Paul Chun-Hao Huang, TU Munich

Title: Robust human shape and pose tracking.

Abstract: In this talk, we address the problem of marker-less human performance capture from multiple camera videos. We consider in particular the recovery of both shape and parametric motion information as often required in applications that produce and manipulate animated 3D contents using multiple videos. To this aim, we propose an approach that jointly estimates skeleton joint positions and surface deformations by fitting a reference surface model to 3D point reconstructions. The approach is based on a probabilistic deformable surface registration framework coupled with a bone binding energy. The former makes soft assignments between the model and the observations while the latter guides the skeleton fitting. The main benefit of this strategy lies in its ability to handle outliers and erroneous observations frequently present in multi-view data. For the same purpose, we also introduce a learning based method that partition the point cloud observations into different rigid body parts that further discriminate input data into classes in addition to reducing the complexity of the association between the model and the observations. We argue that such combination of a learning based matching and of a probabilistic fitting framework efficiently handle unreliable observations with fake geometries or missing data and hence, it reduces the need for tedious manual interventions.

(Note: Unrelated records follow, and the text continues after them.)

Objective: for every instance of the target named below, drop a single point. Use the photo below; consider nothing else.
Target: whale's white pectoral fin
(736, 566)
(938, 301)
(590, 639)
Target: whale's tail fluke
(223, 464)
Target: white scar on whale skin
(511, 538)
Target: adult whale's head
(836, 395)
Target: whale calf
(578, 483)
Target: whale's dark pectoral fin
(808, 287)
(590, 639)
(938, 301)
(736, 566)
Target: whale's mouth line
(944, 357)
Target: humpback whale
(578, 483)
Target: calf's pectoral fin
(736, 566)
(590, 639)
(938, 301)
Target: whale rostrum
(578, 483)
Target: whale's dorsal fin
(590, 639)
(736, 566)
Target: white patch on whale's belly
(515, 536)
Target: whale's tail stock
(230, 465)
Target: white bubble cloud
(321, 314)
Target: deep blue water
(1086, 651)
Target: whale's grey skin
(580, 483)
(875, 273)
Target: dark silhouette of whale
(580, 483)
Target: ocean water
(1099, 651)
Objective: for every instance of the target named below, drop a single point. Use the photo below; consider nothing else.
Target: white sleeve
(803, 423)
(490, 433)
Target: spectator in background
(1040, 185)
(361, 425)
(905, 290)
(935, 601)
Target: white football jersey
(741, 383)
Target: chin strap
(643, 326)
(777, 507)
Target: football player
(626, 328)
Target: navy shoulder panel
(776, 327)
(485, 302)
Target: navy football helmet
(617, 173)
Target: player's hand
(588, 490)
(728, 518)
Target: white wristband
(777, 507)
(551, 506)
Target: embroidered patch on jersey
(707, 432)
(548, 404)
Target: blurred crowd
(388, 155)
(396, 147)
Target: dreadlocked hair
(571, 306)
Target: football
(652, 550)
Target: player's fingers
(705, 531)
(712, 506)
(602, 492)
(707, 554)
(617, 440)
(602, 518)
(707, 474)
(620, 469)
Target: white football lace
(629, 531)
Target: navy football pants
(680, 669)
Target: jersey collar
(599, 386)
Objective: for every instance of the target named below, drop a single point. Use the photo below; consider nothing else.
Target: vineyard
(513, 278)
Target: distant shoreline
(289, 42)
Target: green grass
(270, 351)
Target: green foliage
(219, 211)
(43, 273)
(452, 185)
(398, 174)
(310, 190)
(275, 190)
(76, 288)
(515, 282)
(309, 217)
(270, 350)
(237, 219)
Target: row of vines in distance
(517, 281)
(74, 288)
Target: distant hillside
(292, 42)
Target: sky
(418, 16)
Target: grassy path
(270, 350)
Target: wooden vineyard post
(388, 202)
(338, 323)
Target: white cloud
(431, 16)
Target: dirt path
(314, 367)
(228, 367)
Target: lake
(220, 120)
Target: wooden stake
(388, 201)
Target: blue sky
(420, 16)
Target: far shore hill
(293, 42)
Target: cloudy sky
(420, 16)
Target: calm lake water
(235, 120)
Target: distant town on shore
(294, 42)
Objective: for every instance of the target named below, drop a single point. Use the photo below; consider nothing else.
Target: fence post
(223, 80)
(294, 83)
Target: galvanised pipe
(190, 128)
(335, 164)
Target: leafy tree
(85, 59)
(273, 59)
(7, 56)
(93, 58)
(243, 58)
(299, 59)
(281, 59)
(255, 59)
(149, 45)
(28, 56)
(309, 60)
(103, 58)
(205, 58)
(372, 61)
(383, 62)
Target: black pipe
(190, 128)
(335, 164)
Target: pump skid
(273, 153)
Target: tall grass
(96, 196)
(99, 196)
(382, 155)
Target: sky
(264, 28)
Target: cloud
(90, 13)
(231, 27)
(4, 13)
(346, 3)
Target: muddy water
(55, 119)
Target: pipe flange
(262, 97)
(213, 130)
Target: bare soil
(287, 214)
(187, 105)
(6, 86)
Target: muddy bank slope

Short bio: Chun-Hao Huang was born in Tainan, Taiwan, in 1985. He received the B.S. degree in electrical engineering from National Cheng Kung University (NCKU), Tainan, in 2008, and the M.S. degree in computer and communication engineering from NCKU in 2010. After military duty he worked in Research Center for Information Technology Innovation, Academia Sinica in 2011. As of Oct. 2012 he started his Ph.D. study in Technische Universität München. His research interests include human motion capture, 2D/3D conversion, and computer vision related issue.

Lionel Reveret, LJK-INRIA Grenoble Rhône-Alpes

Title: Motion models for markerless video tracking and physically-based animation.

Abstract:Recent results in computer vision allow to easily extract dense 3D information about surfaces in motion. These new source of data opens interesting perspectives for markerless motion analysis. In this talk, I will first present an overview of the works done at INRIA on such 3D data and how they are obtained from multiple videos. While these data are enough to stream visual appearance of a scene, they intrinsically lack of temporal coherence. Model tracking is required to provide time consistent trajectory of body features. To this end, a flexible model of shape deformation has been developed and applied for motion tracking of human motion data using manifold learning on Green coordinates. For neurophysiological studies, this model has been extended to track the complex body deformation involved in rodent motion. In the last part of the talk, I will present works on motion models based on physics laws: a simulation model using actuators from a reduced parametric space and an optimization-based model handling multiple contacts.

Short bio:Lionel Reveret is a research scientist at INRIA Grenoble, France. He obtained his PhD from Grenoble University, followed by a postdoctoral stay at GeorgiaTech. His first research works have focused on modeling and analysis of talking faces. He joined INRIA in 2002 to develop research works on 3D animation and motion analysis from video. He is particularly interested in motion analysis and physically-based animation of human and animal. He is also working on biomechanical aspect of rodent locomotion for the neurophysiological study of equilibrium.